The key difference is that LSUClient 1.8.0+ no longer resolves relative paths according to Windows’ standards. Instead, they are always prepended with a known, trusted base directory. And this applies to all kinds of relative paths, not just directory-relative. Even those that are relative to the root of the current drive, like Update Retriever uses them, are now (technically wrongfully) interpreted as relative to the repository or package directory.

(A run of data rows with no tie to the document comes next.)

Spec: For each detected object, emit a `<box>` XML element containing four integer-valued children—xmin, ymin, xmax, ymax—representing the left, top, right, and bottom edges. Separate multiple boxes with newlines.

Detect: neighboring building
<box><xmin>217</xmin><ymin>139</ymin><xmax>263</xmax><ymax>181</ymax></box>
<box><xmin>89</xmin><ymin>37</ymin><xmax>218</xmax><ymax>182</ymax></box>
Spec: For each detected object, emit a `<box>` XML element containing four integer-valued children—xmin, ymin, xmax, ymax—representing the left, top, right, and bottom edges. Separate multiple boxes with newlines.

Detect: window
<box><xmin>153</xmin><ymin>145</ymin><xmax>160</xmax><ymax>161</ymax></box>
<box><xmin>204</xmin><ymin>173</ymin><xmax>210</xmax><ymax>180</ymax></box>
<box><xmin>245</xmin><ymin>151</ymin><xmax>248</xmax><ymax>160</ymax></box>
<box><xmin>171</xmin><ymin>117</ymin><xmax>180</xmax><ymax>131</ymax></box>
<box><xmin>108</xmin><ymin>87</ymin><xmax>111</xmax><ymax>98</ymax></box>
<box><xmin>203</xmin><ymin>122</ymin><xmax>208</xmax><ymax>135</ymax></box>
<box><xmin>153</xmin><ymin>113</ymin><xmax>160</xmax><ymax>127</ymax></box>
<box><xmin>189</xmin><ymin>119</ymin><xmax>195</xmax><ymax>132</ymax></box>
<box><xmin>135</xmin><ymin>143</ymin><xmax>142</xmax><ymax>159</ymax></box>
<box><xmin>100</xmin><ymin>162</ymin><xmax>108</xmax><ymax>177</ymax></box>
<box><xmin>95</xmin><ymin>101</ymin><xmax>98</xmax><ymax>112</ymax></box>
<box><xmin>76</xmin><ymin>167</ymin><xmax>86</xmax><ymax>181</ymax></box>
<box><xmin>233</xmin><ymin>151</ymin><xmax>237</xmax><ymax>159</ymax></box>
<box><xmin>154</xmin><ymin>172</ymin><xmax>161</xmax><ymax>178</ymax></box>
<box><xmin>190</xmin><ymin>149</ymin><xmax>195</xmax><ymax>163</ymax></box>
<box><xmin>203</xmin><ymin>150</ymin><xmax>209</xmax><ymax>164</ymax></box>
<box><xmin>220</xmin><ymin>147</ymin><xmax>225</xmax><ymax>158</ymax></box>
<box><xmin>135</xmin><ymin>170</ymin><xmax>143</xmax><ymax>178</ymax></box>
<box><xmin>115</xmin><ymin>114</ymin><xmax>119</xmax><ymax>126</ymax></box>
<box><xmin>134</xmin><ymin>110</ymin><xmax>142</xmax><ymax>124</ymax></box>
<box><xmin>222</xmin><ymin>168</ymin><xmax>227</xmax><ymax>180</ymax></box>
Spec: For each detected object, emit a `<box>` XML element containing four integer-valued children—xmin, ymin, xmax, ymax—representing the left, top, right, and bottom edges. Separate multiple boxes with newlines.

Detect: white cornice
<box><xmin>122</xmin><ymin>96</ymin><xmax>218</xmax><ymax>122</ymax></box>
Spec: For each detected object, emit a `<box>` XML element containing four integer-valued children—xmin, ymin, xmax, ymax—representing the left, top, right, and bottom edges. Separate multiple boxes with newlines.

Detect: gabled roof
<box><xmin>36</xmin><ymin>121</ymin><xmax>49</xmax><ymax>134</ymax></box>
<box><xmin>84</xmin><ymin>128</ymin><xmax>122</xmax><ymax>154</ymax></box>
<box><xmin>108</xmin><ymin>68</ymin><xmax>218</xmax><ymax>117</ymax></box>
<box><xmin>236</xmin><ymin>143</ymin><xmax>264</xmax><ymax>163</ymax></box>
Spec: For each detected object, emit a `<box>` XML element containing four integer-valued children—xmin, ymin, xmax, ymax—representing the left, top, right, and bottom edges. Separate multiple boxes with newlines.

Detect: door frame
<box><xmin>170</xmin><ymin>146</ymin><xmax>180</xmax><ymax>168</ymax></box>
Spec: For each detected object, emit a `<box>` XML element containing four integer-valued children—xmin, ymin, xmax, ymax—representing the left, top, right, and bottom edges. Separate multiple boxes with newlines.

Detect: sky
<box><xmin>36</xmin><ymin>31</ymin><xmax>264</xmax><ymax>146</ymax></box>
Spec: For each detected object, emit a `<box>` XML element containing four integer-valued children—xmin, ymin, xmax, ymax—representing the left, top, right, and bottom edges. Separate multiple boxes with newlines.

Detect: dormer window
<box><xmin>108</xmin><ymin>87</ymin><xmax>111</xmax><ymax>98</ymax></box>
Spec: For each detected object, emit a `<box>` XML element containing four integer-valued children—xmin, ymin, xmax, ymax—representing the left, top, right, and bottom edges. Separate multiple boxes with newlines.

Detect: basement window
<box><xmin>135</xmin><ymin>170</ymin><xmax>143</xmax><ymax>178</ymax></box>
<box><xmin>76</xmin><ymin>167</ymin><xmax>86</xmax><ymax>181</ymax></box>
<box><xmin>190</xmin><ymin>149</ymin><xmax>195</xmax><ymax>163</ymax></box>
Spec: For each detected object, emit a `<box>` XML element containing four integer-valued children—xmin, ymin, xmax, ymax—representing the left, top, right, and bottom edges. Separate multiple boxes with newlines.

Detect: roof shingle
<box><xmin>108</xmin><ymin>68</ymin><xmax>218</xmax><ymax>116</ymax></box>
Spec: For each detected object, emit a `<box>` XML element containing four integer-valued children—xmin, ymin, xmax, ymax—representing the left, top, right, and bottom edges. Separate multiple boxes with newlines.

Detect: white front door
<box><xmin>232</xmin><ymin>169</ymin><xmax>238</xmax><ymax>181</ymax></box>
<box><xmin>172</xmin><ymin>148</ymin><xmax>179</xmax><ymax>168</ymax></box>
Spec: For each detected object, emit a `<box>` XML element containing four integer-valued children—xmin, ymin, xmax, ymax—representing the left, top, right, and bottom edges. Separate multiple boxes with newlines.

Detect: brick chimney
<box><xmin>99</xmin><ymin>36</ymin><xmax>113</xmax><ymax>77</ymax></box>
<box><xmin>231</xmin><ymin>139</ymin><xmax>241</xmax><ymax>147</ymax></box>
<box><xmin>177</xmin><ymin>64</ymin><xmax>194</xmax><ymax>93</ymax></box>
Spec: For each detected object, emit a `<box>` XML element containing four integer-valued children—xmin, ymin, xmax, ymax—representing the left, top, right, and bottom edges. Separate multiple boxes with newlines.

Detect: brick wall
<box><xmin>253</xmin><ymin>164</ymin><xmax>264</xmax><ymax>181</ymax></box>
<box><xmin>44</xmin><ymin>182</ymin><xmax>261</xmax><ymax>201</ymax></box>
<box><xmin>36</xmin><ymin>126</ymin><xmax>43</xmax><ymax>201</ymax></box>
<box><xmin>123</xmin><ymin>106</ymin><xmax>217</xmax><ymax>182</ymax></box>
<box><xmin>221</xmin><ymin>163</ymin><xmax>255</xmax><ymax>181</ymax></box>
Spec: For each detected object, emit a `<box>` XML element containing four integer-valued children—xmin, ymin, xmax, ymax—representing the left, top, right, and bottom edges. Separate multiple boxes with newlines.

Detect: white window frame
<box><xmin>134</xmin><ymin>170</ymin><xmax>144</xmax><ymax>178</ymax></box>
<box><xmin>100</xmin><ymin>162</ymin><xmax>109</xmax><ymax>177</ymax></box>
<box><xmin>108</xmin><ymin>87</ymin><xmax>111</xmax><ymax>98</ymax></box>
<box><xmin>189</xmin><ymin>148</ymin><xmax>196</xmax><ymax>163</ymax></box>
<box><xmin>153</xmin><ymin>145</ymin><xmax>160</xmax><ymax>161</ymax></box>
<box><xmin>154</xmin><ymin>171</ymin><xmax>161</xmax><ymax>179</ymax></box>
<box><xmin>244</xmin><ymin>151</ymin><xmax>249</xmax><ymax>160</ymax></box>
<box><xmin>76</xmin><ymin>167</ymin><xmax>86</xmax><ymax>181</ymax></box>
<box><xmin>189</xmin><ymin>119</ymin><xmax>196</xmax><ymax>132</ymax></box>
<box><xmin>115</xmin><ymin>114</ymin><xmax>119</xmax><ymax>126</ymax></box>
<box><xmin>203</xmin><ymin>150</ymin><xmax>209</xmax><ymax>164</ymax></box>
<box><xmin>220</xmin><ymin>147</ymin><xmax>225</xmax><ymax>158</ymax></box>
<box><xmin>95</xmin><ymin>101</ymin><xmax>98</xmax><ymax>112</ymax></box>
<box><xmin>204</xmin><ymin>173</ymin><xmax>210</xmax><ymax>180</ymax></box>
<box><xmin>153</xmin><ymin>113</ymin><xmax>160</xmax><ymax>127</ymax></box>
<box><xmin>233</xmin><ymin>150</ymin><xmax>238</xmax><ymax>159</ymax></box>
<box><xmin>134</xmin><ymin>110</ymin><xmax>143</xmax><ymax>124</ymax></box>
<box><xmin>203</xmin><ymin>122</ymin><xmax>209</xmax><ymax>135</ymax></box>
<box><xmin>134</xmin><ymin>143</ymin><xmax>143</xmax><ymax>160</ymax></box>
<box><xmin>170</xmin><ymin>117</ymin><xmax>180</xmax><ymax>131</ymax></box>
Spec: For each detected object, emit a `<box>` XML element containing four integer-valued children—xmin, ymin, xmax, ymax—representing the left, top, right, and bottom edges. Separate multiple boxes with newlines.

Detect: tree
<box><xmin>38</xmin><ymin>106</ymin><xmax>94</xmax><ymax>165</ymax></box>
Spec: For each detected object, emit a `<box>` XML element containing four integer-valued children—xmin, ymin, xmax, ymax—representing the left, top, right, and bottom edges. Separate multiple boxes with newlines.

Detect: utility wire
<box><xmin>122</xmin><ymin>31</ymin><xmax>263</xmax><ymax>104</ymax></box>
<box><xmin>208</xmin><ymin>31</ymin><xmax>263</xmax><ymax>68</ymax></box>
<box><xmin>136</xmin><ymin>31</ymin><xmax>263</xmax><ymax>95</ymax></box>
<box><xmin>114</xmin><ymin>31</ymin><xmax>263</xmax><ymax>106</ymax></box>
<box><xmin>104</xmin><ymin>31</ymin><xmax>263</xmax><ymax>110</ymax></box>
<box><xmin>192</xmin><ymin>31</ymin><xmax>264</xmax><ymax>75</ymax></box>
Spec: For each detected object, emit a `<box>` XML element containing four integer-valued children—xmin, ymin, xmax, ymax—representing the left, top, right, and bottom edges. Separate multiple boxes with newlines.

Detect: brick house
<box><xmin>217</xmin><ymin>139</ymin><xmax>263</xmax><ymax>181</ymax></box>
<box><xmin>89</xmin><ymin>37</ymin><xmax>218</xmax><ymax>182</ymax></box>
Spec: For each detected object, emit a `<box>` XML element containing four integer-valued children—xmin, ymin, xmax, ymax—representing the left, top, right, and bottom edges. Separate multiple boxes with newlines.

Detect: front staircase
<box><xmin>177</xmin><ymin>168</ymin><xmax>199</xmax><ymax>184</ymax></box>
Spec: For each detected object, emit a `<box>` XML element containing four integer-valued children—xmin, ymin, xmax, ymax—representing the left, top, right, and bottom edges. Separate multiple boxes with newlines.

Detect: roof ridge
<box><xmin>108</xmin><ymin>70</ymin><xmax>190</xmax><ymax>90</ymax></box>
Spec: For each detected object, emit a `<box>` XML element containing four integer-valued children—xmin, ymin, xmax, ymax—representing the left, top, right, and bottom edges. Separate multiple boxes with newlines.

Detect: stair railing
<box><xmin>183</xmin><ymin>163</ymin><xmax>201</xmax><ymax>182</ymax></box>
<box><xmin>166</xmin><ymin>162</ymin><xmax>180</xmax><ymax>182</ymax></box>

Thus you can no longer intentionally use file paths in your database.xml, model XML or package XML definitions that are relative to:

  • The root of the current drive (e.g. \dir\file.ext)
  • The current directory of a specific drive (e.g. C:file.ext)
  • The current working directory of PowerShell

Use only absolute, fully-qualified paths or paths relative to the repository or individual packages’ root directory. This is more limiting than the previous behavior, but I hope it still satisfies 99.9% of usecases. If this regression affects you, please open an issue detailing your usecase, I will try to accomodate it if safely possible. This change was made in response to issue 122.